Publisher: Duke University Press
ISBN: 0822389509
Category : History
Languages : en
Pages : 324
Book Description
“In her new chic outfit, she looks like anything but a stewardess working. But work she does. Hard, too. And you hardly know it.” So read the text of a 1969 newspaper advertisement for Delta Airlines featuring a picture of a brightly smiling blond stewardess striding confidently down the aisle of an airplane cabin to deliver a meal. From the moment the first stewardesses took flight in 1930, flight attendants became glamorous icons of femininity. For decades, airlines hired only young, attractive, unmarried white women. They marketed passenger service aloft as an essentially feminine exercise in exuding charm, looking fabulous, and providing comfort. The actual work that flight attendants did—ensuring passenger safety, assuaging fears, serving food and drinks, all while conforming to airlines’ strict rules about appearance—was supposed to appear effortless; the better that stewardesses performed by airline standards, the more hidden were their skills and labor. Yet today flight attendants are acknowledged safety experts; they have their own unions. Gone are the no-marriage rules, the mandates to retire by thirty-two. In Femininity in Flight, Kathleen M. Barry tells the history of flight attendants, tracing the evolution of their glamorized image as ideal women and their activism as trade unionists and feminists.

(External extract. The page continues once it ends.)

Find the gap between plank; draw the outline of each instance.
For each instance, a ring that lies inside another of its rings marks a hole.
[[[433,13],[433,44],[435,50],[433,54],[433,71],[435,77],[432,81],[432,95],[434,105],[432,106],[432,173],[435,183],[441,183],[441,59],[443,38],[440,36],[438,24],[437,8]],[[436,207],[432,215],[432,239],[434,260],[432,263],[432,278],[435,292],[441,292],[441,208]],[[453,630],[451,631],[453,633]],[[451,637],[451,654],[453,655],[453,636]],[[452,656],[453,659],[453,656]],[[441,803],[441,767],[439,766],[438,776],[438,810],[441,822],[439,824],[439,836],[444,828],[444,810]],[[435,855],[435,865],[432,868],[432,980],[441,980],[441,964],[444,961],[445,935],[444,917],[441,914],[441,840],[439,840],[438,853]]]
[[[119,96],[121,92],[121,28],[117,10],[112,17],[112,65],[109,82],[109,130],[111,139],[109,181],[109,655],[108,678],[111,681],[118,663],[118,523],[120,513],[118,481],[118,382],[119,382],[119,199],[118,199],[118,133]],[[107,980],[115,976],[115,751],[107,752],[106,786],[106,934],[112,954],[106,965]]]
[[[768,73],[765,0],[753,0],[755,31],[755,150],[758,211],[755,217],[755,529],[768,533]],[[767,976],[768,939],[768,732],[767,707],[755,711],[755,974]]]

Barry argues that largely because their glamour obscured their labor, flight attendants unionized in the late 1940s and 1950s to demand recognition and respect as workers and self-styled professionals. In the 1960s and 1970s, flight attendants were one of the first groups to take advantage of new laws prohibiting sex discrimination. Their challenges to airlines’ restrictive employment policies and exploitive marketing practices (involving skimpy uniforms and provocative slogans such as “fly me”) made them high-profile critics of the cultural mystification and economic devaluing of “women’s work.” Barry combines attention to the political economy and technology of the airline industry with perceptive readings of popular culture, newspapers, industry publications, and first-person accounts. In so doing, she provides a potent mix of social and cultural history and a major contribution to the history of women’s work and working women’s activism.